FTCA’s Trap for the Unwary

Sanchez v. U.S., 740 F.3d 47 (1st Cir. 2014)

Mr. Sanchez’s wife died in a Massachusetts hospital shortly after delivering her third child by c-section. She died from arguably preventable hemorrhaging.

Mr. Sanchez and his lawyer thought that they had a 3-year window for filing medical malpractice suit in connection with that death, as prescribed by Massachusetts law, Mass. Gen. Laws Ch. 260, § 2A. Unbeknownst to them, however, the hospital was a federally qualified health center, which made the doctors who treated Mrs. Sanchez “federal employees” under the Federally Supported Health Centers Assistance Act of 1992, 42 U.S.C. § 233. As a result, Mr. Sanchez could only sue the United States under the Federal Tort Claims Act (FTCA). He wouldn’t mind doing so, but his ability to file such a suit had expired in two years pursuant to FTCA. This predicament is known as FTCA’s trap for the unwary: see here.

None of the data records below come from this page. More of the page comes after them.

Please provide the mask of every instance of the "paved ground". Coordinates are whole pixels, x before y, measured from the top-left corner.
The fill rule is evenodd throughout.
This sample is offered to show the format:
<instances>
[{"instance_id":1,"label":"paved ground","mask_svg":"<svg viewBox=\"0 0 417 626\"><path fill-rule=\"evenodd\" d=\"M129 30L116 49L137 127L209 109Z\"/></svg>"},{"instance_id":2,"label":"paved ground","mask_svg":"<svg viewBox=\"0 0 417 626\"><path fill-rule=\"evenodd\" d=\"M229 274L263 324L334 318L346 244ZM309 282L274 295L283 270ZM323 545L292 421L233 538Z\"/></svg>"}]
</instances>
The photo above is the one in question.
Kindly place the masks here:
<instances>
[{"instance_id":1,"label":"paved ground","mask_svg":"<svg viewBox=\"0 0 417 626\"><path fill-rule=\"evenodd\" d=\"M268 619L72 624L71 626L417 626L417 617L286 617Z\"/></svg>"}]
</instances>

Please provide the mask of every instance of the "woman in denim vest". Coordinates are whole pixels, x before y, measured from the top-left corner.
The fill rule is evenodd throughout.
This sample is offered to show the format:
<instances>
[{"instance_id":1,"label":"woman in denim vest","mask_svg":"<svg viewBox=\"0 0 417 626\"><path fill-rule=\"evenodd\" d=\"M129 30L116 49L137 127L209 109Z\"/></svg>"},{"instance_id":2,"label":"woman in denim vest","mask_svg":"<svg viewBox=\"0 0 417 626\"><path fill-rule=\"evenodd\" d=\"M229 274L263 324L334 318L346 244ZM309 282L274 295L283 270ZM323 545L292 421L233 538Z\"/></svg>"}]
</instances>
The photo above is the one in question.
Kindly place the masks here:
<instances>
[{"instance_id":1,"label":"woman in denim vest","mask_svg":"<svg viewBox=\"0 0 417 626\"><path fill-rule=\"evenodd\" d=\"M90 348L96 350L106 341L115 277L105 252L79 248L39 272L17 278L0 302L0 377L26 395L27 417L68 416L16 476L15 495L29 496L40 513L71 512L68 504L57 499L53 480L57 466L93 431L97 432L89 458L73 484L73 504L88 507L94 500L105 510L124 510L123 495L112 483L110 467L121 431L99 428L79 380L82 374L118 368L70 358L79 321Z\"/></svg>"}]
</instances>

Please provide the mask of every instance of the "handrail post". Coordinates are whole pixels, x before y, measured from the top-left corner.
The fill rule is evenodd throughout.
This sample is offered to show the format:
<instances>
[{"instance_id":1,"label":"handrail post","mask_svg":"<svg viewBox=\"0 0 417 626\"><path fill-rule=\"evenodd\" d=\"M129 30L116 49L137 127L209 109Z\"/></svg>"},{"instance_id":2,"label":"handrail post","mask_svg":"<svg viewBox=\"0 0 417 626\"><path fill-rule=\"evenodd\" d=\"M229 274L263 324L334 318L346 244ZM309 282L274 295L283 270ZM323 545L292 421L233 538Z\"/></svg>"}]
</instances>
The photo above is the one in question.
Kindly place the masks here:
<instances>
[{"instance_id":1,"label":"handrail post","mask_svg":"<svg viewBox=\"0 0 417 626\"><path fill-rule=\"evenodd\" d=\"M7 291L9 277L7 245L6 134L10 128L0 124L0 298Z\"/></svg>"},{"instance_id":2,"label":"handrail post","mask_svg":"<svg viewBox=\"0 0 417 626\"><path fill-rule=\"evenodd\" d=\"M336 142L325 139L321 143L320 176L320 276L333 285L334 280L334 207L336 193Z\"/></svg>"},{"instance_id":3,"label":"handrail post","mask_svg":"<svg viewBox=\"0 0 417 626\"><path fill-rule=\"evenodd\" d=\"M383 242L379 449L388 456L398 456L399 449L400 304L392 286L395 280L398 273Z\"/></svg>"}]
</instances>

To alleviate this predicament, Congress enacted the Federal Employees Liability Reform and Tort Compensation Act of 1988 (the “Westfall Act”). Under the Westfall Act, an improperly filed claim that ought to have been filed against the United States pursuant to FTCA will be deemed timely if “(A) [it] would have been timely had it been filed on the date that the underlying civil action was commenced, and (B) [it] is presented to the appropriate Federal agency within sixty days after the dismissal of the civil action.” 28 U.S.C. § 2679(d)(5). The Westfall Act, however, does not help plaintiffs such as Mr. Sanchez who waited for more than two years to file their suit pursuant to state law which, unbeknownst to them, was inapplicable.

Mr. Sanchez invoked the “discovery rule” that postpones the accrual of the cause of action for plaintiffs who did not know and could not reasonably suspect that they suffered harm from the defendant’s negligence. This rule, however, was of no avail. Mr. Sanchez’s action arouse out of an unexpected nosocomial death – a circumstance that instills malpractice suspicion in every reasonable plaintiff. Crucially for Mr. Sanchez, he actually acted upon that suspicion when he hired an attorney to investigate a potential malpractice claim against the hospital and its doctors. From that point on, he had two years to file his suit, which he did not do because – once again – he and his attorney mistakenly assumed that they have a three-year window for filing a suit under Massachusetts law.

Mr. Sanchez’s last resort was the doctrine of “equitable tolling.” This doctrine is not readily available for FTCA plaintiffs. Because FTCA waives the federal government’s immunity against liability in torts, the limits under which it authorizes federal courts to hold the United States responsible for tort damages are widely considered jurisdictional. This is particularly true about FTCA’s two-year time bar for filing suits: Kwai Fun Wong v. Beebe, 732 F.3d 1030, 1035–47 (9th Cir. 2013); Román–Cancel v. United States, 613 F.3d 37, 42 (1st Cir. 2010).

There is, however, a different interpretation that allows FTCA plaintiffs to benefit from equitable tolling: see, e.g., Arteaga v. United States, 711 F.3d 828 (7th Cir. 2013) (allowing an FTCA plaintiff to use equitable tolling); Gonzalez v. Thaler, ––– U.S. ––––, 132 S.Ct. 641, 648 (2012) (holding that “equitable tolling” depends on statutory interpretation). The First Circuit was willing to follow that interpretation in Mr. Sanchez’s case.

Ultimately, however, this interpretation did not help Mr. Sanchez because his attorney could easily research a federal database, http://bphc.hrsa.gov/ftca/healthcenters/, to find out that Mrs. Sanchez was hospitalized at a federally qualified health center. Mr. Sanchez’s attorney thus did not act with due diligence – an omission that precludes equitable tolling.

The First Circuit cited in this connection (at p. 55) a recent observation by Judge Posner that “It’s not asking too much of the medical malpractice bar to be aware of the existence of federally funded health centers that can be sued for malpractice only under the Federal Tort Claims Act … and if a member of that bar is not aware and misleads a client, … the lawyer may be liable for legal malpractice but the government can still invoke the statute of limitations” (Arteaga v. United States, 711 F.3d 828, 834–35 (7th Cir. 2013)). After citing that observation, the First Circuit explained that “neither inaction born of ignorance nor recklessness in the face of a known risk could provide a basis for establishing diligence … [and] due diligence is a sine qua non for equitable tolling.” Id. To quote from Judge Posner again, “Equitable tolling cannot be premised on the incompetence of the plaintiff’s lawyer” (Arteaga, at 835).

Mr. Sanchez had consequently lost his medical malpractice suit but he might now be able to sue his attorney for legal malpractice.